Von Christan Gampert | 15.11.2014
    Der Pelourinho Platz in Salvador da Bahía.
    Salvador de Bahia: Mit Wasserspielen und Bars wollte Lina Lo Bardi die Altstadt zu einem Zentrum der Armen machen. (Deutschlandradio - Julio Segador)
    Das erste Haus, das Lina Bo Bardi gebaut hat, war ihr eigenes Haus - die Casa de Vidro, 1951. Das rundum verglaste riesige Wohnzimmer steht auf Stelzen und ragt weit in den Hang hinein, unter ihm wuchert die Vegetation. Man blickt auf Sao Paulo. Als Lina Bo Bardi hier wohnte, standen viele Kunstwerke im Raum. Der hintere Teil des Hauses ist kompakter und beherbergt die Funktionsräume, Arbeiten und Schlafen.
    1946 war Lina Bo Bardi mit ihrem Mann, dem Kunsthistoriker Pedro Maria Bardi, von Italien nach Brasilien emigriert. Das hatte viele Gründe - einer davon war, dass Bo Bardi in Italien wenige Chancen sah, im Männerberuf Architekt zu reüssieren. Nach ihrem Studium hatte sie vor allem für Architekturzeitschriften geschrieben, gezeichnet, Inneneinrichtungen entworfen. Die energische Bo Bardi aber wollte mit Architektur in die Gesellschaft eingreifen. Als ihr Mann Museumsdirektor in Brasilien wurde, ging sie mit, und der Bau des Museu de Arte de Sao Paulo wurde eine ihrer wichtigsten Arbeiten. Die oft farbige, humorvolle szenische Entwurfszeichnung blieb zeitlebens ihr Probiermedium, sagt Kuratorin Simone Bader.
    "Wir haben fast 100 Zeichnungen aus dem Archiv in Sao Paulo hierher transportieren lassen, um der Bevölkerung so eine Begegnung mit der Architektin zu ermöglichen."
    Und das Vorläufige und Heitere dieser Skizzen sagt auch etwas über ihre Arbeitsweise.
    "Die Zeichnungen sind Linas Instrumente, wie sie ihre Gedanken entwickelt zu einem Projekt. Sie hat ja selbst nie ein Büro gehabt, sondern hat immer auf der Baustelle tatsächlich gearbeitet mit den Handwerkern, mit den Bauarbeitern."
    Im Gegensatz zu ihrem streng geometrisch und in Stahlbeton denkenden brasilianischen Kollegen Oscar Niemeyer setzt Bo Bardi auf eine Architektur von unten, die lokale Materialien nutzt und Elemente der Volkstradition aufnimmt, ohne dabei folkloristisch zu werden. Und die Natur spielt eine Hauptrolle: Ihre frühen Wohnhäuser sind mit Kieselsteinen verkleidet, und das Konzept der vertikalen Gärten, der begrünten Fassaden hat sie zeitlebens beibehalten.

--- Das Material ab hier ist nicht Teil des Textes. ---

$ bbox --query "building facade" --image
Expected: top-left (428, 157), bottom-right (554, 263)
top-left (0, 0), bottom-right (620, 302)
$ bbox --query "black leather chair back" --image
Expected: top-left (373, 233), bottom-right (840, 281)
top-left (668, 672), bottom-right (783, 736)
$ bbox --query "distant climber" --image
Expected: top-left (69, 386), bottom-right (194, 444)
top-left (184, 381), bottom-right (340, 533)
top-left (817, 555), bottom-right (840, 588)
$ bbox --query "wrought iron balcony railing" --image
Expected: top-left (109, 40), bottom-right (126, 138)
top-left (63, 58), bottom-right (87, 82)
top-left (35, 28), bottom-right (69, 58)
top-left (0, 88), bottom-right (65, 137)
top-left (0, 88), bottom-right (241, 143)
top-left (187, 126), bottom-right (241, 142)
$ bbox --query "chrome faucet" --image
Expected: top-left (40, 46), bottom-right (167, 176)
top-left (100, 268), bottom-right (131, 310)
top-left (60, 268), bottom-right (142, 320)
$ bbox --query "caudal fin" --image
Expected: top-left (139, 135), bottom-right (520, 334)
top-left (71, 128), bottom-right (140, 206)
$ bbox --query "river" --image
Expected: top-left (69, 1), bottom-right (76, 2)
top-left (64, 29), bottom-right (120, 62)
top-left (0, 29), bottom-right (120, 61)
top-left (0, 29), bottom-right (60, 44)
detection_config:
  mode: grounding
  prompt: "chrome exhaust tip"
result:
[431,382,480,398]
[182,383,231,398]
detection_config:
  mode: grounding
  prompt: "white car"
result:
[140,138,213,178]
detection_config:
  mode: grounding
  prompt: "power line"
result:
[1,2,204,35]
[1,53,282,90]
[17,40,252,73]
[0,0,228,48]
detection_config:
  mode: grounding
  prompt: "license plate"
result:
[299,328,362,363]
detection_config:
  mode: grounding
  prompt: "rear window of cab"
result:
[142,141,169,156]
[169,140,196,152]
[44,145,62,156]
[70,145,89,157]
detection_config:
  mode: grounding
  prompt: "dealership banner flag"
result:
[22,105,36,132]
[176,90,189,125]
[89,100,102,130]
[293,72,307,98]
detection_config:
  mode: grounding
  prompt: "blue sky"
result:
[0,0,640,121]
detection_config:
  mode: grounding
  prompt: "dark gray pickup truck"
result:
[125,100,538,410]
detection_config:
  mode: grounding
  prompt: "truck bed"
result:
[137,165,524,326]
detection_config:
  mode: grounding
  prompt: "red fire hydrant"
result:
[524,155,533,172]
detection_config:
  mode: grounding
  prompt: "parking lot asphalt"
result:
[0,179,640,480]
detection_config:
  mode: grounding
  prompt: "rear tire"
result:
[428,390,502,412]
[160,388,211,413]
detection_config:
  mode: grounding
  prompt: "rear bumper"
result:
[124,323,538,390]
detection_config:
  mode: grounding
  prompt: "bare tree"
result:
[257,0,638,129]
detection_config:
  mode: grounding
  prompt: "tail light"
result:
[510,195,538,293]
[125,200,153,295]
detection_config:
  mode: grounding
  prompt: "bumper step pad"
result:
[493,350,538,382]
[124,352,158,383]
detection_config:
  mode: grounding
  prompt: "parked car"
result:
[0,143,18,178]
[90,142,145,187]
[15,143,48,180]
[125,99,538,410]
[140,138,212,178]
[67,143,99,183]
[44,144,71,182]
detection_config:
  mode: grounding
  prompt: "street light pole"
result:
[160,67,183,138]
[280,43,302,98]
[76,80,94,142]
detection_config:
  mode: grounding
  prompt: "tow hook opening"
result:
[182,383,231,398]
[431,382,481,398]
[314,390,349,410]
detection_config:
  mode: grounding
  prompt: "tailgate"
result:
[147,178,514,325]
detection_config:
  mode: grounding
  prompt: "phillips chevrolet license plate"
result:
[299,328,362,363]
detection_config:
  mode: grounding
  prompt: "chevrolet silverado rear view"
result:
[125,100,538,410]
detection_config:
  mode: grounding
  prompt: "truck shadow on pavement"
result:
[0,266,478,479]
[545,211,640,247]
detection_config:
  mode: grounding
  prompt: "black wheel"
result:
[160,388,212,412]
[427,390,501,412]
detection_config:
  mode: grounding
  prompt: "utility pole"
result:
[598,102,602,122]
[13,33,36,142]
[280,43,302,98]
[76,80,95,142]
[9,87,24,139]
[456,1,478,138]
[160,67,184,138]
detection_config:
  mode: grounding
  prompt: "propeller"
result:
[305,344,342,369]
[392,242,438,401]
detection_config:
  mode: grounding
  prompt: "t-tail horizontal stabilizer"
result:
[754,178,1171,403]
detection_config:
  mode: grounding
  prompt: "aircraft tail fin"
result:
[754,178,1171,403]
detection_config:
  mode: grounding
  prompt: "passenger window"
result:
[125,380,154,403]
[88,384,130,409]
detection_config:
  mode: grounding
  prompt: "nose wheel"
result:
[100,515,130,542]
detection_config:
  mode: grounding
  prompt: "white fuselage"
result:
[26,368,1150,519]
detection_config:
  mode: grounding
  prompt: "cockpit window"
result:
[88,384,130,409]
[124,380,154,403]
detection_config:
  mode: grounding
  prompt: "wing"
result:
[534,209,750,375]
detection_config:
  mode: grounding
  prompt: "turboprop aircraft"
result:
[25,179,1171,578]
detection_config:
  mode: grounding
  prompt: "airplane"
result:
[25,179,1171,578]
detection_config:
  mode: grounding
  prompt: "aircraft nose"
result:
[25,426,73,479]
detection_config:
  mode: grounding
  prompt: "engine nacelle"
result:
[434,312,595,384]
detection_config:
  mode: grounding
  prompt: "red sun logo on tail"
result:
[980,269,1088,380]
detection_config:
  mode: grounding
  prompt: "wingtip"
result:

Das Gebaute muss harmonieren mit der Vegetation.
    Teilhabe ist immer spürbar
    Bo Bardis Überzeugung, dass man den öffentlichen Raum erst schaffen müsse, durch Architektur, belegt am eindrucksvollsten das von ihr entworfene Kunstmuseum in Sao Paulo: An signalrot gestrichenen Stahlträgern hängt ein weitgespannter, lang gezogener Betonquader, unter dem sich ein großer Platz als Treffpunkt aller Gesellschaftsschichten befindet - unter dem Betonhimmel sozusagen. Oben die locker im Raum verteilte Kunst, unten die Agora. Eine einzige Treppe führt nach oben. Das Museum liegt an einer Hauptverkehrsstraße, aber weiter hinten schließen sich, treppenartig gestaffelt, Skulpturengärten und Kinderspielplätze an.
    Die Ausstellung führt uns mit verschiedenen Medien, nicht nur Fotos und Modellen, sondern auch Videos und Diashows, auch durch die urbanistischen Planungen Bo Bardis: In Salvador de Bahia wurde sie vom Bürgermeister mit der Sanierung der Altstadt beauftragt, die sie mit Wasserspielen und Bars zu einem Zentrum der Armen machen wollte. Kulturelle Teilhabe erreicht man, indem man für die Einwanderer aus Benin ein Haus errichtet oder Restaurants wie afrikanische Hütten baut.
    Ihr Teatro Oficina in Sao Paulo ist wie eine lange Straße konzipiert, damit in den Aufführungen keinerlei Illusion aufkommt; außen pulsiert das Leben. Kleinere Projekte wie Kirchenbauten integrieren stets Sozialzentren in den Komplex. Und ihr Hauptwerk, die umgestalteten alten Fabrikhallen von Sesc Pompeia, wird täglich von tausenden Besuchern genutzt: Wasserläufe, Stadtstrände, Theater, Bibliotheken, Kunsthallen, Restaurants, Bimmelbahnen für die Kinder - das Kulturzentrum als Wohnzimmer. In einem riesigen Klotz sind Turnhallen übereinandergestapelt, Stege führen in luftiger Höhe zu einem Turm mit den Umkleiden. Alles ist Kommunikation. Gelegentlich nimmt der Perfektionismus überhand - sogar die Uniformen der Angestellten wurden von Bo Bardi entworfen. Aber die Utopie der Architektur für alle, der Teilhabe, die ist bei Lina Bo Bardi immer spürbar.